Vicki Pettersson
Cheat the Grave
The fifth book in the Sign of the Zodiac series, 2010
1
Dying isn’t as painful as you might think. I’ve done it twice now, and each time the woman I thought I was fell away with relative ease, almost as if she was late for an appointment and glad to be gone. As hard as it was at the time, the only real casualty in my first death was my identity. Good-bye, Joanna Archer. Good-bye, strong and able and tough; hello to an exterior so sweet I might as well be clothed in a fucking candy wrapper.
But it was the second death, the one that’d cost me every foothold gained after taking over my sister’s life and identity that really stripped me to the bone.
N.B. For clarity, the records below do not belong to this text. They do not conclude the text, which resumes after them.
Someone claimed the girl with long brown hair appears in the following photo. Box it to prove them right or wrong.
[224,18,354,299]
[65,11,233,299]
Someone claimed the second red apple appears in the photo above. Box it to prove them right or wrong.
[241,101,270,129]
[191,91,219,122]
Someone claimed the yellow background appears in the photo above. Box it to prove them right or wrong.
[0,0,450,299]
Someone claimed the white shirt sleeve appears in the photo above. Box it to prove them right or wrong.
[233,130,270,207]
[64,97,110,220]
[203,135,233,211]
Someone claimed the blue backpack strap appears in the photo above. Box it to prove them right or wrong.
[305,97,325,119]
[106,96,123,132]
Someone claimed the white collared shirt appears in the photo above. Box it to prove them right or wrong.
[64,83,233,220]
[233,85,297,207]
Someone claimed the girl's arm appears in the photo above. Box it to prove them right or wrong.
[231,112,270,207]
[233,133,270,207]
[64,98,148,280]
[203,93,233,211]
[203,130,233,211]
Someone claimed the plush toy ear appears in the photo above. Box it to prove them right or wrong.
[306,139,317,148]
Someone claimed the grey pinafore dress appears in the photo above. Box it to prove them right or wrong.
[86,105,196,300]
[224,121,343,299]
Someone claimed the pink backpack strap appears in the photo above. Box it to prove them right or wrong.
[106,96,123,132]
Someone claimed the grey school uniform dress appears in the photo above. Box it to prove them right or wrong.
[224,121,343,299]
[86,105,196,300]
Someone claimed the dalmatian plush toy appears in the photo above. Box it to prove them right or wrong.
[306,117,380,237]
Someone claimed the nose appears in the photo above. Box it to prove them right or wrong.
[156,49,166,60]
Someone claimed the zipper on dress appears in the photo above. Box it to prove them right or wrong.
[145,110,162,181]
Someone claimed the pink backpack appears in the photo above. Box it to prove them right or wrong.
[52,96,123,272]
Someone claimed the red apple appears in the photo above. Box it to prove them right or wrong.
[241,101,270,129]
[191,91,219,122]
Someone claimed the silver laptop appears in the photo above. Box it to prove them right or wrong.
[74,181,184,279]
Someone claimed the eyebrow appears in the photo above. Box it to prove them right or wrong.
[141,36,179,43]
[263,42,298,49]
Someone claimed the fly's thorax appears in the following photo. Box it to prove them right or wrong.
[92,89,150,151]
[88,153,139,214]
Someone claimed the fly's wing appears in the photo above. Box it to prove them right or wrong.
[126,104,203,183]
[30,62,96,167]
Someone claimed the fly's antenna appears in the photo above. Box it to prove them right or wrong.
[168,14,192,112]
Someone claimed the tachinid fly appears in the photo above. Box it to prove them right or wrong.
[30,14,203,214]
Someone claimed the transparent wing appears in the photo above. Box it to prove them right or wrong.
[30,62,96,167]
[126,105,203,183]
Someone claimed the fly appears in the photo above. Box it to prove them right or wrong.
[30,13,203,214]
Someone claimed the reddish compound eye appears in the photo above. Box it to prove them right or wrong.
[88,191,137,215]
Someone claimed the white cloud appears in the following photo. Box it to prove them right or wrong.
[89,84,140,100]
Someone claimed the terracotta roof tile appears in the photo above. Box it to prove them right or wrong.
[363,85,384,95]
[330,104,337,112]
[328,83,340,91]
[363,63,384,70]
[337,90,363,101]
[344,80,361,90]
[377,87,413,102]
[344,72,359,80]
In the ten weeks since, I’d been forced to rehab my blond, glossed, enhanced body as vigorously as a recently awakened coma victim, while hoping the work I’d already done on my mind would hold fast. It had, but there was no mistaking my losses. This time, good-bye twenty-first century superhero. So long to strength beyond a mortal’s. Farewell even to what I’d fleetingly mistaken for true love. The kicker? After all those losses, dying had turned out to be just another life experience.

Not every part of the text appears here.